Pop music icon Prince died of an accidental overdose of a fentanyl which is a synthetic opoid said to be 50 times more potent than heroin. The Midwest Medical Examiner’s office in Minneapolis said on Thursday that the 57-year-old musician administerd the drug himself, although the date he took it is unknown. He was found dead April 21 at his Minneapolis-area Paisley Park compound.
A law enforcement official close to the case, speaking on condition of anonymity because he was not authorized to speak to the media, tended to confirm suspicions that opioids played a role in the musician’s death. After Prince died, one law enforcement official told the AP that investigators were examining whether an overdose was to blame and whether a doctor had prescribed him drugs in the preceding weeks.
Less than one week before his death, Prince’s plane made an emergency stop in Moline, Ill. for medical treatment as he was returning from an Atlanta concert. The official said the singer was found unconscious on the plane and that first responders gave him a shot of Narcan, an antidote used in suspected opioid overdoses.

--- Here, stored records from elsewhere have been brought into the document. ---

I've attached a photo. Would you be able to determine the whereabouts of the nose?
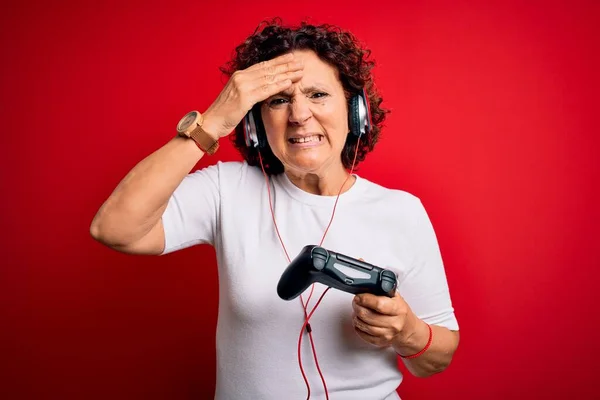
[289,99,312,125]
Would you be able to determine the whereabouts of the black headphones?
[243,88,372,149]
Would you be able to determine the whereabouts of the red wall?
[0,1,600,399]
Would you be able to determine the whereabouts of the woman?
[91,21,458,400]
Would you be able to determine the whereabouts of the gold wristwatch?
[177,111,219,155]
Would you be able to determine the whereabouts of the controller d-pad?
[381,269,396,281]
[311,247,329,271]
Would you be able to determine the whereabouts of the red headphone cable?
[258,138,360,400]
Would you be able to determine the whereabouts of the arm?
[352,200,459,377]
[90,137,209,254]
[90,54,302,254]
[393,308,460,378]
[352,292,459,377]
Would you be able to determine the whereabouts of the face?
[261,50,349,176]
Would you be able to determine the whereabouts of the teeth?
[290,135,321,143]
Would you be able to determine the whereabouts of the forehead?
[292,50,341,86]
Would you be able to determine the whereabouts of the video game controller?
[277,245,397,300]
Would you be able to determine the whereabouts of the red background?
[0,0,600,399]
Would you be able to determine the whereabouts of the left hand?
[352,292,418,347]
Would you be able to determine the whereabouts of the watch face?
[177,111,198,132]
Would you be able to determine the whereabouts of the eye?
[269,98,287,107]
[310,92,329,99]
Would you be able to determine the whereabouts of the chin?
[284,154,325,172]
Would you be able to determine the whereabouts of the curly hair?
[220,18,389,175]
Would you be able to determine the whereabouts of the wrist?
[394,315,432,357]
[202,110,231,140]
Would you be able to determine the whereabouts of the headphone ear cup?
[242,110,256,147]
[243,106,267,149]
[348,94,360,137]
[348,88,371,138]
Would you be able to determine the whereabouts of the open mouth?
[288,135,323,144]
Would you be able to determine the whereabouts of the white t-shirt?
[163,162,458,400]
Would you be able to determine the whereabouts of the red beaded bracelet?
[400,324,433,359]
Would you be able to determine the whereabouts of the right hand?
[203,53,304,138]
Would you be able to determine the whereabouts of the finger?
[246,53,294,71]
[354,326,386,347]
[253,78,292,103]
[355,292,404,315]
[256,70,304,86]
[352,305,398,328]
[249,57,304,77]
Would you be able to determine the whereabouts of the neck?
[285,166,356,196]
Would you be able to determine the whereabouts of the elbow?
[90,215,123,248]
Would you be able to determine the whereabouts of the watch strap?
[190,126,219,155]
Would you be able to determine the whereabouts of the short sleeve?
[398,198,458,330]
[162,164,220,254]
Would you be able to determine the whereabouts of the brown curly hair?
[220,18,389,175]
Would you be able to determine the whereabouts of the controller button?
[381,280,396,293]
[336,254,373,271]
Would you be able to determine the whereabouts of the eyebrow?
[276,84,330,97]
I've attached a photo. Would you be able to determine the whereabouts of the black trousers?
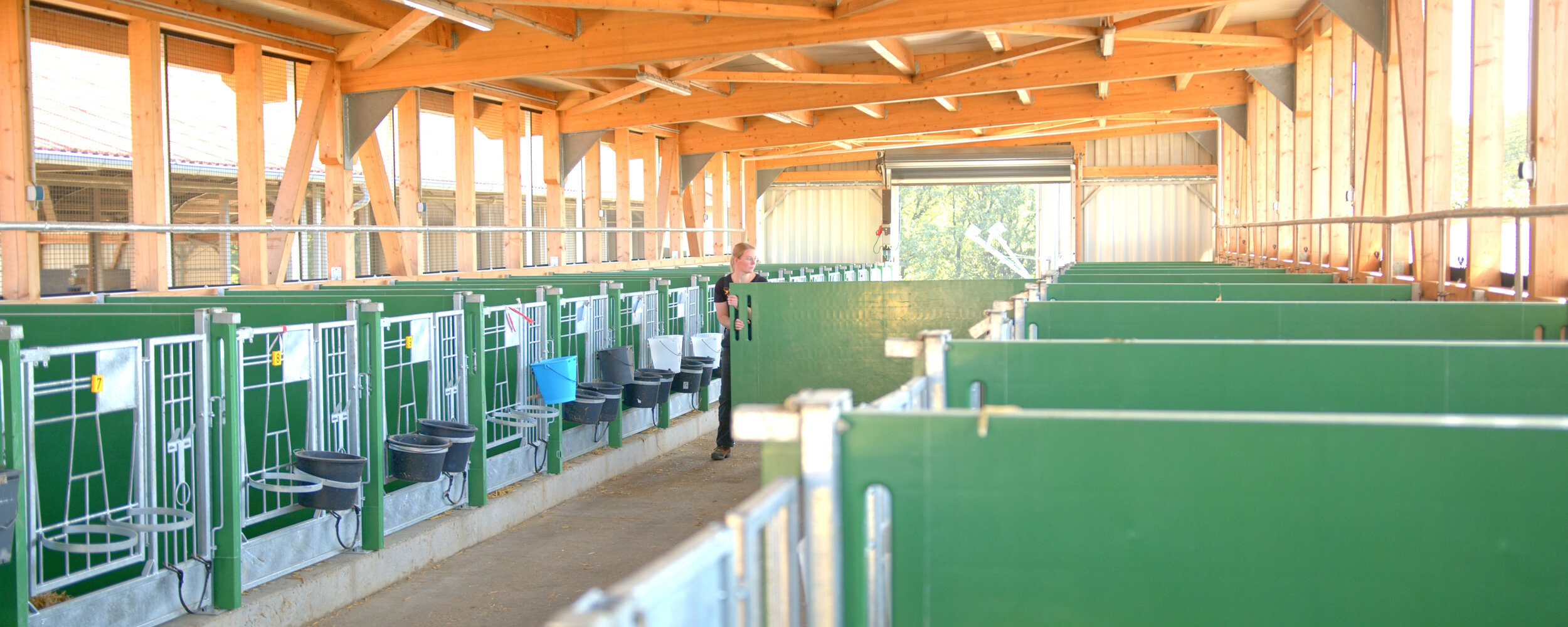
[717,343,736,447]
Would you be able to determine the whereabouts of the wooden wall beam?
[1465,0,1507,288]
[501,102,532,268]
[129,19,169,292]
[0,0,41,301]
[397,90,425,276]
[1530,0,1568,297]
[615,129,633,262]
[267,61,336,284]
[234,44,267,285]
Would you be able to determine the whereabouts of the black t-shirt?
[714,273,768,350]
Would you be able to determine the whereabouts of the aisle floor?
[310,431,759,627]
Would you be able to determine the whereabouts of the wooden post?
[397,90,425,275]
[452,90,479,273]
[1530,0,1568,297]
[129,18,169,292]
[539,112,566,265]
[226,44,267,285]
[315,66,358,281]
[1419,0,1454,298]
[718,152,746,254]
[501,102,526,268]
[740,162,758,245]
[643,134,668,262]
[1465,0,1507,288]
[583,135,604,263]
[615,129,633,263]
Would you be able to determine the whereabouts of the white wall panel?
[1082,184,1214,262]
[1084,134,1216,166]
[758,187,881,263]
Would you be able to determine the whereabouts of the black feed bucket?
[561,387,604,425]
[0,470,22,563]
[295,450,367,511]
[681,357,714,387]
[577,381,621,422]
[638,369,676,403]
[388,433,452,483]
[596,347,632,386]
[419,419,480,472]
[670,366,702,394]
[621,375,659,409]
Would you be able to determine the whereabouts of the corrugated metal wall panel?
[758,188,881,263]
[1084,134,1216,166]
[1082,184,1214,262]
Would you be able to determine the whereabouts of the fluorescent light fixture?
[403,0,495,30]
[637,72,692,96]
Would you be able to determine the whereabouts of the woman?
[711,241,768,461]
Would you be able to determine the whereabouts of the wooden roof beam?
[681,72,1251,154]
[491,0,833,21]
[343,0,1223,92]
[561,43,1295,132]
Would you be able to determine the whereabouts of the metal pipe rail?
[1214,204,1568,301]
[0,223,746,234]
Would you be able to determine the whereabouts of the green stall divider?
[1041,282,1411,301]
[839,406,1568,627]
[729,279,1025,404]
[1024,301,1568,340]
[1057,271,1335,284]
[947,340,1568,414]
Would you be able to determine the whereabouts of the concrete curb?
[165,411,718,627]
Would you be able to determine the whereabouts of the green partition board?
[840,411,1568,627]
[731,279,1024,403]
[1046,284,1410,301]
[1057,273,1335,284]
[947,340,1568,414]
[1062,265,1285,276]
[1024,301,1568,340]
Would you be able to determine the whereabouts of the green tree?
[899,185,1035,279]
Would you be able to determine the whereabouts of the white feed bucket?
[648,335,686,372]
[692,334,724,359]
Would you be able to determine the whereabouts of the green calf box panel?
[1046,284,1410,301]
[1057,273,1335,284]
[947,340,1568,414]
[840,411,1568,627]
[731,279,1024,403]
[1024,301,1568,340]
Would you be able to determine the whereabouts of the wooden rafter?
[914,38,1096,83]
[564,43,1295,132]
[866,38,921,75]
[348,9,436,69]
[344,0,1223,92]
[492,0,833,21]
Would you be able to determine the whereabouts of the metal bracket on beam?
[1317,0,1388,60]
[758,168,784,198]
[342,90,408,163]
[1209,105,1247,137]
[681,152,717,191]
[561,129,608,181]
[1248,63,1295,110]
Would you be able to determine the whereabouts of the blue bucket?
[532,354,577,404]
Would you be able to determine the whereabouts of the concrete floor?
[310,431,759,627]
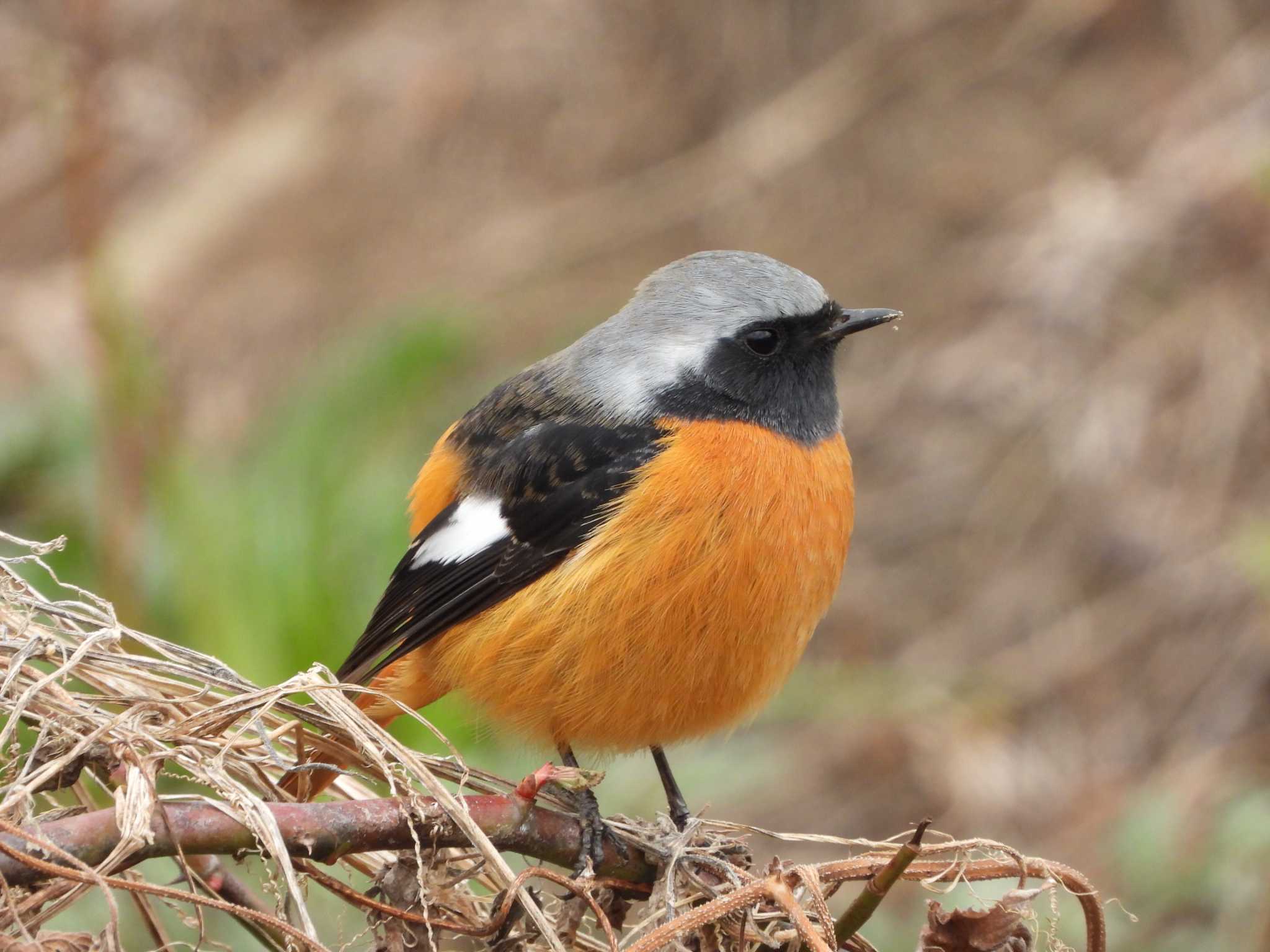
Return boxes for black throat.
[657,313,840,444]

The names of two doctors have arisen in the death investigation being conducted by the Carver County Sheriff’s office, the U.S. Attorney’s office in Minnesota, and the Drug Enforcement Administration. Dr. Michael Todd Schulenberg, a family practitioner, reportedly treated Prince in the weeks prior to his death and told investigators he had prescribed medications for the singer. Schulenberg said he saw Prince on April 7 and again on April 20. Dr. Howard Kornfeld, a Bay Area addiction specialist, was reportedly asked by Prince’s representatives on April 20 to assist the singer. Kornfeld sent his son, Andrew, on a redeye flight that evening, and the younger Kornfeld was among the people who found Prince unresponsive in an elevator the next morning, according to Kornfeld’s attorney, William Mauzy. The younger Kornfeld is not a physician and carried with him buprenorphine, a medication that can be used to treat opioid addiction by easing cravings and withdrawal symptoms. Mauzy told investigators that Kornfeld intended to give the medication to a nearby doctor who had cleared his schedule to see Prince on April 21.
Musician Sheila E, a longtime friend and collaborator with Prince, told the AP that the singer had “physical issues” from performing, citing hip and knee problems that she said came from years of jumping off risers and stage speakers in heels.